La lotta al peggio di sé diviene un passaggio ineludibile per poter avvicinare l’altro. L’acquisizione di uno spazio potrà essere allora anche acquisizione dell’amore: qualcosa, di nuovo, di mai definitivo e allo stesso tempo “da raggiungere” (si legga, in questo senso, la terza sezione: Per cominciare, sorta di liberazione iper-consapevole dopo la fatica di Formazione). Senza maturazione esistenziale non esiste via d’accesso alla relazionalità, al confronto, al collettivo. L’individuo non può accontentarsi dell’io per definirsi e edificarsi, pena l’autocritica più feroce. A testimoniarlo sta l’oscillazione pronominale che pervade l’intera raccolta, che pare costringere il lettore a ricalibrare costantemente il proprio sguardo e a concentrare l’attenzione sulla scena, dunque su ciò che viene detto e non su chi lo dice.
La spinta ad avvicinare il lettore emerge a livello formale grazie a numerosi stilemi che alimentano la carica comunicativa di questa voce, che se da un lato mira ad adeguarsi al grado zero della lingua, in una sorta di afflato ricompositivo, dall’altro non esita a rivolgersi all’altro con la forza impositiva della volizione. A un lessico piano e quotidiano, capace però di affiancare reminiscenze letterarie a riferimenti della cultura pop odierna, e a una sintassi fondata su tecniche di montaggio a metà fra la cinematografia e certe movenze del surrealismo poetico, si affiancano infatti numerose sententiae icastiche e assertive (spesso in chiusura dei testi). Altro aspetto formale interessante è l’uso calibrato della ripetizione, spesso utilizzata come snodo sintattico decisivo, tramite l’anafora, a evidenziare i tentativi falliti e ripresi dell’io nel suo lavoro di maturazione, come se forma e contenuto lavorassero insieme alla realizzazione della tensione più profonda di questo libro. L’esito è una lingua estremamente comunicativa e coinvolgente, e che sa esserlo senza mai fare sconti a sé o all’altro: terribile, se necessario, eppure intima.

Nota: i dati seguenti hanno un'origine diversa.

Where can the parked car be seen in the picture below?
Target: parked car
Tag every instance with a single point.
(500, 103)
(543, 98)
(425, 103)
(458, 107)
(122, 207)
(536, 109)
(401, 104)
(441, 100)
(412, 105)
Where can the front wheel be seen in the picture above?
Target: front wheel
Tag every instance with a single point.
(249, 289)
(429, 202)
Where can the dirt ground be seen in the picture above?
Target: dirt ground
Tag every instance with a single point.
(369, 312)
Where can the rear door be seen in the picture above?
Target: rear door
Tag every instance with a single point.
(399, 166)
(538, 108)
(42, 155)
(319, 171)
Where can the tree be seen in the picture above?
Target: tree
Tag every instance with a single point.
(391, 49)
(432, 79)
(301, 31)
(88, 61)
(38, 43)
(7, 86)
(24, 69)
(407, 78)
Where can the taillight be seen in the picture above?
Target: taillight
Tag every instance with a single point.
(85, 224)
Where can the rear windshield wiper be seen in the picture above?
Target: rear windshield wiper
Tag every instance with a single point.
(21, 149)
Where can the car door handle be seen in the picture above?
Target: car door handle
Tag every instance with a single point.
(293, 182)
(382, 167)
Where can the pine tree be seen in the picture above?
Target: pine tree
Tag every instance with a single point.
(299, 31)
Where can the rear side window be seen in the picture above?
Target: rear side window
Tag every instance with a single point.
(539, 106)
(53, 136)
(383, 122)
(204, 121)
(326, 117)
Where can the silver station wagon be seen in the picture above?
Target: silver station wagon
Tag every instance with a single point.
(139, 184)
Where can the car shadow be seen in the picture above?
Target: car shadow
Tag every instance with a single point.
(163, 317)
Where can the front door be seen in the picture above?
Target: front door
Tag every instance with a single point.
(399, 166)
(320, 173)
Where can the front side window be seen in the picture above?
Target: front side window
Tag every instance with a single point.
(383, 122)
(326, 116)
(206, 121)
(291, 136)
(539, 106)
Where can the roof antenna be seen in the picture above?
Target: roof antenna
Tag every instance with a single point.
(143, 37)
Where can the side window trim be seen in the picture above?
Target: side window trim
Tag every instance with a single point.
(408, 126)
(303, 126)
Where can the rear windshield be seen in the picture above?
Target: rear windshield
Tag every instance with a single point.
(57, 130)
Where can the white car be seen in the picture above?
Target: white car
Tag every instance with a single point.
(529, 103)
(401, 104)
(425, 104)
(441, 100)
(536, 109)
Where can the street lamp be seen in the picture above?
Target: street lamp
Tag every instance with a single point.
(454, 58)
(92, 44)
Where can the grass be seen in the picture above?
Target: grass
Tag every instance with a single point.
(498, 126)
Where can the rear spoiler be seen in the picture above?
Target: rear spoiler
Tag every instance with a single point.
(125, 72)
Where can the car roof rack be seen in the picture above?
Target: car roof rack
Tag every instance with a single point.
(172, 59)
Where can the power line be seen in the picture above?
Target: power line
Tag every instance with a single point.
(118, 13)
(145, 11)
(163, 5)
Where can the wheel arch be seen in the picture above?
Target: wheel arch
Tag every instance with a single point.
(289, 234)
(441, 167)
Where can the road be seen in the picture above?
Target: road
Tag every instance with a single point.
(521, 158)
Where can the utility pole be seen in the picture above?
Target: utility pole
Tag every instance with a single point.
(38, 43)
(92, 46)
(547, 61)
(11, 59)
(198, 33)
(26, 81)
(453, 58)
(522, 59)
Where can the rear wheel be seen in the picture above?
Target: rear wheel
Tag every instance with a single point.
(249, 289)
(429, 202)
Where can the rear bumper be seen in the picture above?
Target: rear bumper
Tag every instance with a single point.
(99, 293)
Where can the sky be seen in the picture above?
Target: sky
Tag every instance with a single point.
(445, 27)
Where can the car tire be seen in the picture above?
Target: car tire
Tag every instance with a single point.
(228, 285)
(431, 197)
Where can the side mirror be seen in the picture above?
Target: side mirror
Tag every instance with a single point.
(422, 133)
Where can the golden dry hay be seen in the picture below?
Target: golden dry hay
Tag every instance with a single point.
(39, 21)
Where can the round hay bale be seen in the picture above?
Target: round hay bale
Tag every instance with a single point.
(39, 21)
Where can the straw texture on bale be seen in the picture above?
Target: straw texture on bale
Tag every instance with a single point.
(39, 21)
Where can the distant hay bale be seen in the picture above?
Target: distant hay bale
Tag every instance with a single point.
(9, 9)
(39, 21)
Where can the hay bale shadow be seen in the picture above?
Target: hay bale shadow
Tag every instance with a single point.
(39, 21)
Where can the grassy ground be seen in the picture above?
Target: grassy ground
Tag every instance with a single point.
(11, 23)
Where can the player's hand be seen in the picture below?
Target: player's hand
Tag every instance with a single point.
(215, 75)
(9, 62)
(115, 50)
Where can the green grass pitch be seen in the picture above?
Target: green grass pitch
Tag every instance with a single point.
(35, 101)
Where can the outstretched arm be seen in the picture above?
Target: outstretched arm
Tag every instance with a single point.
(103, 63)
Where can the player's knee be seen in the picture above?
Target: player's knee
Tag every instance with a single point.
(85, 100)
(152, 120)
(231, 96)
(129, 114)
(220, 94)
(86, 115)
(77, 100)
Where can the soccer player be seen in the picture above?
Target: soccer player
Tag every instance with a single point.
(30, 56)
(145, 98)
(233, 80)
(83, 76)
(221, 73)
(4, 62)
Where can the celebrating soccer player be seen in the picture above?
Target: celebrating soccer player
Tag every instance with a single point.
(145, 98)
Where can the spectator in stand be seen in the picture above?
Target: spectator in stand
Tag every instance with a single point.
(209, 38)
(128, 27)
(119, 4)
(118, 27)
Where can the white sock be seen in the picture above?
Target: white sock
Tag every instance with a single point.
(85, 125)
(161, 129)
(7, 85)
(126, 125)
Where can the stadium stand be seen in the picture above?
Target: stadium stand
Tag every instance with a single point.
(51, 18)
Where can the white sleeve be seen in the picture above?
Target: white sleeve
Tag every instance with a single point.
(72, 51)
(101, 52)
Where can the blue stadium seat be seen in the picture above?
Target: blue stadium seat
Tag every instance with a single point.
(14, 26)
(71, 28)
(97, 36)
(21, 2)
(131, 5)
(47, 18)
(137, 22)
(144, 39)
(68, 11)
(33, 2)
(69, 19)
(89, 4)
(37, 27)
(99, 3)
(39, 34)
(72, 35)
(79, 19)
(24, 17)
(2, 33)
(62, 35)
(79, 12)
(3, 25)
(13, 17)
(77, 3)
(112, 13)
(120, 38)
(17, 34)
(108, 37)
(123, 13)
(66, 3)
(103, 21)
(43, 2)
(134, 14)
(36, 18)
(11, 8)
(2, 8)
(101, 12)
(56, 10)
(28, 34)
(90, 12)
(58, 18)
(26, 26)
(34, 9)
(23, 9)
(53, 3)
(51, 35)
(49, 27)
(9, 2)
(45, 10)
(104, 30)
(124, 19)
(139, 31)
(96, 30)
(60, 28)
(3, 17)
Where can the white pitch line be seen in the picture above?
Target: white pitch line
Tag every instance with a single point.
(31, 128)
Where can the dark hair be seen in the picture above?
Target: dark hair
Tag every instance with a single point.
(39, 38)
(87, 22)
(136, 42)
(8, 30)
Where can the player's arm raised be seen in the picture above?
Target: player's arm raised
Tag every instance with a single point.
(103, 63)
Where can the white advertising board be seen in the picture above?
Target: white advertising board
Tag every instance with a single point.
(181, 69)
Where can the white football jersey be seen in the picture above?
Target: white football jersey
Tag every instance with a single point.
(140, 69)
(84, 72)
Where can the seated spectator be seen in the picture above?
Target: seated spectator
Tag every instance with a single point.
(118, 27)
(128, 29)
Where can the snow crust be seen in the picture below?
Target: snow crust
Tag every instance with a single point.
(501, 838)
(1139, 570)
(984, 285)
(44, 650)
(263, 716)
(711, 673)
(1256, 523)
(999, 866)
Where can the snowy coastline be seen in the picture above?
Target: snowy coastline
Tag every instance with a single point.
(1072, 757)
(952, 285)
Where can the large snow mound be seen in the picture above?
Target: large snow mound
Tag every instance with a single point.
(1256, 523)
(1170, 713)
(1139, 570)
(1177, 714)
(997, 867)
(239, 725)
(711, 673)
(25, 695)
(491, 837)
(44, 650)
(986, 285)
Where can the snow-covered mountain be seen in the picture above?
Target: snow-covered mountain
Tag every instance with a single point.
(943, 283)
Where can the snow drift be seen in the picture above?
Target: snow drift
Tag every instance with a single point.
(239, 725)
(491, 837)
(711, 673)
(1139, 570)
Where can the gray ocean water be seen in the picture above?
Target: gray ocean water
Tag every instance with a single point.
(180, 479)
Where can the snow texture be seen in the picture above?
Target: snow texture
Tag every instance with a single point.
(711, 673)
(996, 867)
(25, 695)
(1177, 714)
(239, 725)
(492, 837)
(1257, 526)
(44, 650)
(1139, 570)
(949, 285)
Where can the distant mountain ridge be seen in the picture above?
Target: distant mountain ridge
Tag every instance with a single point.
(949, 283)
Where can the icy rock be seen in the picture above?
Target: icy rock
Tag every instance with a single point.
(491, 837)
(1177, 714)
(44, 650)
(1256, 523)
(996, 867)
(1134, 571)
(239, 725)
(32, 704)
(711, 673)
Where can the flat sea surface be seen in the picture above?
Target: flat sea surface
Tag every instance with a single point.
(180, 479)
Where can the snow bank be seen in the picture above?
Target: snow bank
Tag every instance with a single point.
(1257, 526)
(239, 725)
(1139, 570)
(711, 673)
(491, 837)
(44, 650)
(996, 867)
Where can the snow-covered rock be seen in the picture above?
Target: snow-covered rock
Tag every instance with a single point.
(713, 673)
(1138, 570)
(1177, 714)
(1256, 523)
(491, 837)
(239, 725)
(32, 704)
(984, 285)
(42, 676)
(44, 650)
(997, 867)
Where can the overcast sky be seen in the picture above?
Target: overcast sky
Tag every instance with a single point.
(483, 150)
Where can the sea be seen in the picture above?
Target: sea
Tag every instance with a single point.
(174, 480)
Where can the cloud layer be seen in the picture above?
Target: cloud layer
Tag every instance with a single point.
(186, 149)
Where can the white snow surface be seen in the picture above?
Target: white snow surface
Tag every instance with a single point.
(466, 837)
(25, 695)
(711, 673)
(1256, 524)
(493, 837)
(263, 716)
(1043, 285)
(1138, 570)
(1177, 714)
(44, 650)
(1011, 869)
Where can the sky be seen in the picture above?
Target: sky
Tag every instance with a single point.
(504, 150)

L’impressione, se proviamo ad acquisire un punto di vista più distante e dunque più ampio, è quella di una voce strettamente connessa al movimento oscillatorio del soggetto che la pronuncia, ai suoi sbalzi psicologici e alle sue insperate conquiste; una voce che riesce a tenere assieme, senza farle stridere, le due posture che definiscono la raccolta: quella confidente e sapienziale da un lato (su cui peserà sicuramente l’insegnamento di Dal Bianco); quella tragica e assertiva, intrisa di Dostoevskij e De Angelis, dall’altro.
È dunque proprio attraverso la forma che Marco Villa riesce a far emergere il valore politico, in quanto costruttivo e dialogante, di queste sue poesie, tanto rivolte verso se stesso quanto tendenti alla condivisione e al confronto con l’altro, fino a delineare una voce che sembra avere come tenace e costante obiettivo quello del coinvolgimento (e del sommovimento) del lettore. Partire dall’io, e della sua messa in stato di accusa, per oltrepassarlo e raggiungere una prospettiva condivisa; oppure, come scriveva Fortini di Zanzotto, tramutare «il rapporto con il proprio inconscio […] in rapporto con la storia» (F. Fortini, Zanzotto 2, Breve secondo Novecento): da qui, da questo tentativo, mi pare abbia inizio la poesia di Marco Villa. Sarà interessante seguirne l’evoluzione.